Award-Winning Actor Michael Hayden a Talented New Addition at FSU’s School of Theatre

From Broadway Star to Star Faculty
Scott Holstein
You may recall seeing Michael Hayden on the television crime dramas “Law & Order” and “Murder One.”

Michael Hayden has been a steady fixture on Broadway, film and television over the course of his 20-year career. Throughout two decades, he has received many awards and nominations, including a Tony Award nomination for his performance as German defense attorney Oscar Rolfe in the National Actor’s Theatre production of “Judgment at Nuremberg.” After a long, fulfilling career, however, Hayden decided it was time to leave the hustle and bustle of the city behind, in favor of Tallahassee’s community and Florida State University’s School of Theatre.

“Finally I got to the point where I’d done so much of what I set out to do that I wanted to find a different way to express myself and to learn,” Hayden says. 

Hayden’s first foray into acting was during high school. A quarterback at the time, Hayden injured the shoulder of his passing arm; so began his love affair with theatre. 

When asked what about acting, specifically, he loved, Hayden let out a laugh. “I think it was because I enjoyed showing off, probably. Being looked at. [That] was how it started, and I became passionate about it, and I loved it. I just loved it. And from then on that’s what I wanted to do. Well, that’s not true; in college I started studying business for half a semester … then I threw my book — literally — out the window.”

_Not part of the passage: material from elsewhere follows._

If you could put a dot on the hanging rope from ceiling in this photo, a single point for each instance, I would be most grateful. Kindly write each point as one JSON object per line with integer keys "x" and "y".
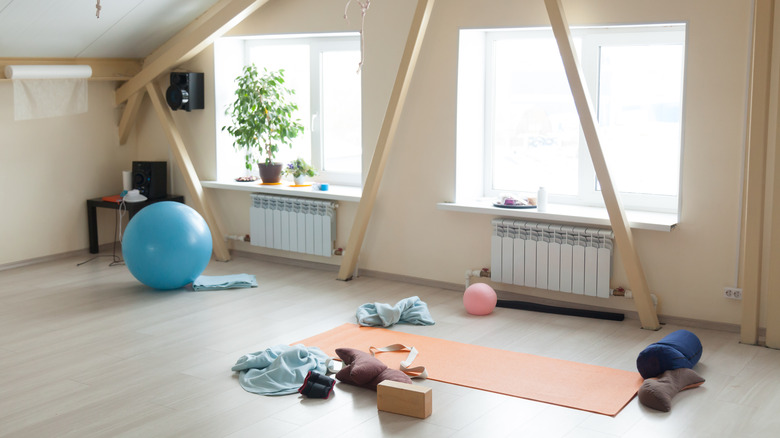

After four years at St. Johns University in Minnesota, Hayden became a student at Julliard’s School of Acting. Directly after graduation, he landed his first big break as Billy Bigelow in “Carousel,” first at the Royal National Theatre, then at the Lincoln Center Theatre. “That was my first job out of Julliard, and it was Broadway, and I played a lead, and that was my first introduction to the business,” he recalls.

Although stage acting was his first love, Hayden maintains that there is little difference between acting for an audience and acting for a camera. “All the basics of acting are the same, but it’s a much more intimate, quiet medium,” he explains. “A lot of stage actors sort of break the lens; they’re too big. And there are characters you play in film who are big, too, but it’s a very different experience.”

Seeing his students learn these nuances of acting and character portrayal, Hayden says, is the most rewarding aspect of teaching. “Suddenly they’re doing a kind of work they didn’t do before … . You want them to learn from you, and be distant from you, and at the same time you want to engender a kind of rebellion so when they’re acting they’re not worrying at being good.”

Hayden explains that there is much more to acting than being good — and this is one of the main lessons he teaches his students. “If you want to be bad, try to be good. If you want to be boring, try to be good. It’s such a small goal to have. Doing something so personal and so human — that’s something far more difficult, and that’s what I want my students to learn.”